Over the next eight days more than $ 400 billion of bank equity disappeared in an avalanche of selling of the financial stocks (and other stocks as well). Within eight weeks, Citigroup alone had shed over $ 50 billion in market capitalization.

Now, we hear the banks need a mere $ 75 billion of additional capital to weather a significant worsening in the economy and more than half of that amount is needed by a single bank, Bank of America, leaving $ 40 billion needed for the entire remaining banking industry. Really?

$ 40 billion is a ridiculously small number. Bank of America acquired Merrill Lynch for more than that number. Lehman lost more than that number in market value in its final year of existence. If that is all the banking system needs after a significant deterioration in the quality of their assets as the recession has unfolded, then why all the hoopla last October?

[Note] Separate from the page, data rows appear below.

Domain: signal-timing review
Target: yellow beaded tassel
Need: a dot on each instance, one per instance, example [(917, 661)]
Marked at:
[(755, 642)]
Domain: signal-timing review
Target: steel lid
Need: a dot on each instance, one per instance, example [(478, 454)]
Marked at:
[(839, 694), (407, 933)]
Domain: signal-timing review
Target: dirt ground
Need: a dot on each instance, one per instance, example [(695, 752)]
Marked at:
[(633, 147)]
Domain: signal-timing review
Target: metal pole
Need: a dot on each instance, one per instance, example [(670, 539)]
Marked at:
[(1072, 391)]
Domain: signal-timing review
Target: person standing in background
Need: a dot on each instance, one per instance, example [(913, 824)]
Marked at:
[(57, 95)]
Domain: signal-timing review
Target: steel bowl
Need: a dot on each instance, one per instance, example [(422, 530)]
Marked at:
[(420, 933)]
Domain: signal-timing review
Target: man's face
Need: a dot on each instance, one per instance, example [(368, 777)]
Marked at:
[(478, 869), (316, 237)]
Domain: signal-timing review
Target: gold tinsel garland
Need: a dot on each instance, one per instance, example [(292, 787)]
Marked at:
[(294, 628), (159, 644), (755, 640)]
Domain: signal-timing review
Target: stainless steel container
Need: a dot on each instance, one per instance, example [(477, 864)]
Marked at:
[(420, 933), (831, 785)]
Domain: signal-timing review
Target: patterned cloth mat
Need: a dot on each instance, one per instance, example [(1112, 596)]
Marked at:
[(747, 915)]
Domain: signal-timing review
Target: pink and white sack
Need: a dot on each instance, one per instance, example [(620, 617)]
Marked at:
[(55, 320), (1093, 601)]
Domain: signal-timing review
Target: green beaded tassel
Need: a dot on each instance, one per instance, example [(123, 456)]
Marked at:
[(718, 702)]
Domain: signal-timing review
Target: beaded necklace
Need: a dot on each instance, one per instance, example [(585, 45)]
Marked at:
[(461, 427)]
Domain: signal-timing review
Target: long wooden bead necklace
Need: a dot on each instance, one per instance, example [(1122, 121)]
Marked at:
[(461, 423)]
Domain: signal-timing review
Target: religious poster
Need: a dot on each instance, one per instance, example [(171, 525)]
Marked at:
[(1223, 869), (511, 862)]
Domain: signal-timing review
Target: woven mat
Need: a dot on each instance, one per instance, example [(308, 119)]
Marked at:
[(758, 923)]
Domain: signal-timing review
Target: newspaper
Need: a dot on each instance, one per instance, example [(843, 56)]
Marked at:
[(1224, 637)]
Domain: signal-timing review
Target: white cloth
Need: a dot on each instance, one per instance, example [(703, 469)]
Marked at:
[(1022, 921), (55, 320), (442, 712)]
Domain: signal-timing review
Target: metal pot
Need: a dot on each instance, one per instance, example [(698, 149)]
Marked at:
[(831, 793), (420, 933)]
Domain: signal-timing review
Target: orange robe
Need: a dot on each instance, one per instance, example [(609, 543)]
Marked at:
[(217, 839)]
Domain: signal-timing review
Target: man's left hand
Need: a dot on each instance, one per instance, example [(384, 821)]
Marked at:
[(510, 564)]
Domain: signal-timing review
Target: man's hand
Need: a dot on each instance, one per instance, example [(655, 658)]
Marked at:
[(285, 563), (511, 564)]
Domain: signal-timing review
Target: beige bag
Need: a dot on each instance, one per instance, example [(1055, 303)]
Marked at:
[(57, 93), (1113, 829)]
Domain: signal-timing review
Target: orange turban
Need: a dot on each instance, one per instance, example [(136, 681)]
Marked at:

This is truly incredible. If all the banking system needs, at this point in the recession is $ 75 billion, then this will rank as one of the mildest banking crises in history. Who are Geithner and Obama kidding? $ 75 billion? All of this anguish and panic for that?

And don't even suggest that the cash infusion did any good. The cash infusion of TARP shattered confidence in the American banking system, because it suggested that it was needed and needed immediately (now, I guess, it wasn't really needed after all). The TARP cash infusion led directly to the worst one week financial panic in world stock market history. All for a need for $ 75 billion in extra capital in case we have a real recession (instead of one conjured up and produced by politicians with an axe to grind and media pundits looking for something to say)?

$ 400 to $ 500 billion....why that would be a real need for additional equity. $ 75 billion indeed? As Rahm Emanuel has been quoted so frequently as saying, "never let a good crisis go to waste!"